As part of a research project on web browser security we are currently taking a “census” of browser installations. We hope you’ll agree to participate.
If you do participate, a small snippet of JavaScript will collect your browser’s settings and send them to our server. We will record a cryptographic hash of those settings in our research database. We will also store a non-unique cookie (saying only that you participated) in your browser. We will do all of this immediately if you click this link.
(If you want to see in advance the Javascript code we run on participants’ machines, you can read it here.)
[I revised this entry to be more clear about what we are doing. — Ed]
Not from my computer, Dan. I have adblocked urchin.js and other google analytics scripts, and many other tracking scripts. In fact, I have adblocked almost everything I commonly encounter that’s loaded third-party from many websites and that doesn’t add value to the site for me, ads being only a portion of that. Generally, if I notice intrusive advertising or just slow loading of a page I will click the adblock thingie and start looking for anything that looks like it doesn’t add value — being loaded from a third-party site being the number-one cause of suspicion, and being a SCRIPT rather than an IMG or BKGND being the number-two cause.

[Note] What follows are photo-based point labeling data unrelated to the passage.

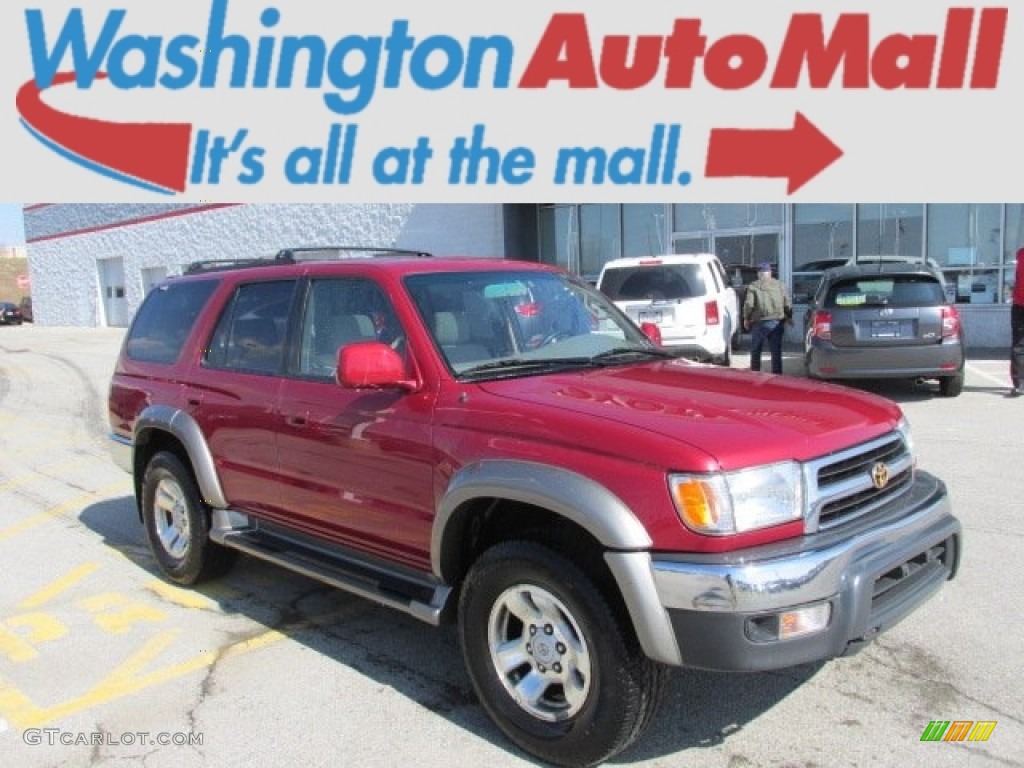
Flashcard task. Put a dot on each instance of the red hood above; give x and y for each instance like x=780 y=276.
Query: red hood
x=737 y=418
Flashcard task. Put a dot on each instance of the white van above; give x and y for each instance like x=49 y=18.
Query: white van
x=688 y=297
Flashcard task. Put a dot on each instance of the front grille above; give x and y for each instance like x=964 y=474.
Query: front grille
x=851 y=506
x=841 y=486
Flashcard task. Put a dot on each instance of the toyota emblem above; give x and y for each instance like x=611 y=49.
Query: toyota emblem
x=880 y=475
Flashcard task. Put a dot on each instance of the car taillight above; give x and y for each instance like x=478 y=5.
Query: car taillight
x=652 y=332
x=711 y=313
x=950 y=322
x=821 y=326
x=529 y=309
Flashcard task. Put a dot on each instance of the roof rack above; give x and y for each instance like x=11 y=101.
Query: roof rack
x=334 y=253
x=305 y=253
x=213 y=265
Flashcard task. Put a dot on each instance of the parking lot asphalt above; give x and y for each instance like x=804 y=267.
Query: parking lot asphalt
x=102 y=663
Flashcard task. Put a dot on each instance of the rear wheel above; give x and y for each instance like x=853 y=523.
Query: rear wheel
x=178 y=523
x=951 y=386
x=550 y=659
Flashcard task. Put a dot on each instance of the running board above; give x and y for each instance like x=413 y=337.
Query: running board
x=420 y=598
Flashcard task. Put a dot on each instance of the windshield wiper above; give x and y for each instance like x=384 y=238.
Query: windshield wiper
x=522 y=363
x=621 y=352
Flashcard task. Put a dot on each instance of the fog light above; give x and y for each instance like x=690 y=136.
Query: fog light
x=804 y=621
x=792 y=624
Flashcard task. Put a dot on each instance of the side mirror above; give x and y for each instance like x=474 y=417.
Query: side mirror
x=652 y=332
x=372 y=364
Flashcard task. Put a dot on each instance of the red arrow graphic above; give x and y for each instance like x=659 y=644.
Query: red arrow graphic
x=798 y=154
x=153 y=153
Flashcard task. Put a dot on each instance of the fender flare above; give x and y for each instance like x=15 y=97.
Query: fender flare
x=567 y=494
x=184 y=428
x=589 y=505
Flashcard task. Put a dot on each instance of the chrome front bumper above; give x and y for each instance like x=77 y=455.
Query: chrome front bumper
x=872 y=574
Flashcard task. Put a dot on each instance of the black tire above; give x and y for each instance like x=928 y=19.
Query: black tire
x=951 y=386
x=177 y=523
x=584 y=642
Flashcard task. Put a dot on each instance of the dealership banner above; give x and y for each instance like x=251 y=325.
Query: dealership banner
x=453 y=100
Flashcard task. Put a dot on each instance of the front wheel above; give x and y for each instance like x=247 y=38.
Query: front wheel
x=550 y=659
x=177 y=523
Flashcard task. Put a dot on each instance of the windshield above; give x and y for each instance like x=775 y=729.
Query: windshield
x=505 y=322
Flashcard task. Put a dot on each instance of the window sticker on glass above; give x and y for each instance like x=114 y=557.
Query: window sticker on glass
x=505 y=290
x=850 y=299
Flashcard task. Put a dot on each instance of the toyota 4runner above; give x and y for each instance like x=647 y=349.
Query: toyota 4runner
x=496 y=443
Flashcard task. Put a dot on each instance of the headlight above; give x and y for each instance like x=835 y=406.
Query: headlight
x=735 y=502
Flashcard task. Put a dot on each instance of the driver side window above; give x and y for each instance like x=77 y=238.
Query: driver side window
x=341 y=311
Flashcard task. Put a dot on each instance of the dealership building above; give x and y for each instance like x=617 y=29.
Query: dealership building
x=91 y=264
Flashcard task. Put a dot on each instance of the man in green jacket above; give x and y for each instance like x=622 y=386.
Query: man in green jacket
x=767 y=309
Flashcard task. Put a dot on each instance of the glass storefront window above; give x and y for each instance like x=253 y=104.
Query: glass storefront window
x=690 y=217
x=558 y=236
x=821 y=232
x=822 y=237
x=600 y=237
x=964 y=240
x=644 y=229
x=1013 y=242
x=891 y=229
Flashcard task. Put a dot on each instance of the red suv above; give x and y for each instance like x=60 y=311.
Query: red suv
x=591 y=510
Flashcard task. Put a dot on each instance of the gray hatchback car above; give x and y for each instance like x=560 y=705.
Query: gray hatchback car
x=885 y=321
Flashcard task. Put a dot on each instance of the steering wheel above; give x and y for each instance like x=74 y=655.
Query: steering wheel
x=555 y=337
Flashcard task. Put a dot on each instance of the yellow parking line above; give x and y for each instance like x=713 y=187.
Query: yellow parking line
x=36 y=474
x=23 y=713
x=60 y=585
x=178 y=596
x=78 y=501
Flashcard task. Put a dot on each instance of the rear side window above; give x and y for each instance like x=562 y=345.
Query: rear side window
x=164 y=320
x=654 y=283
x=892 y=291
x=251 y=333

It’s amazing how much faster some pages load when this cruft is removed from them. If you ever see a page that slowly fills in while your browser’s status bar flickers back and forth between “transferring data from http://www.x.y.z.com” and “contacting host” for sixty different hostnames, it’s one that can be loaded in a third of the time or less if you aggressively filter out the chaff from the wheat.
I mostly leave non-third-party objects alone, though, unless they’re ads, or scripts that load ads or do something else annoying (such as try to deny access to ad-blockers!, or interfere with right-click-save-as or with navigation, though I mostly just avoid sites that are so disrespectful to their visitors as to try to trap them there).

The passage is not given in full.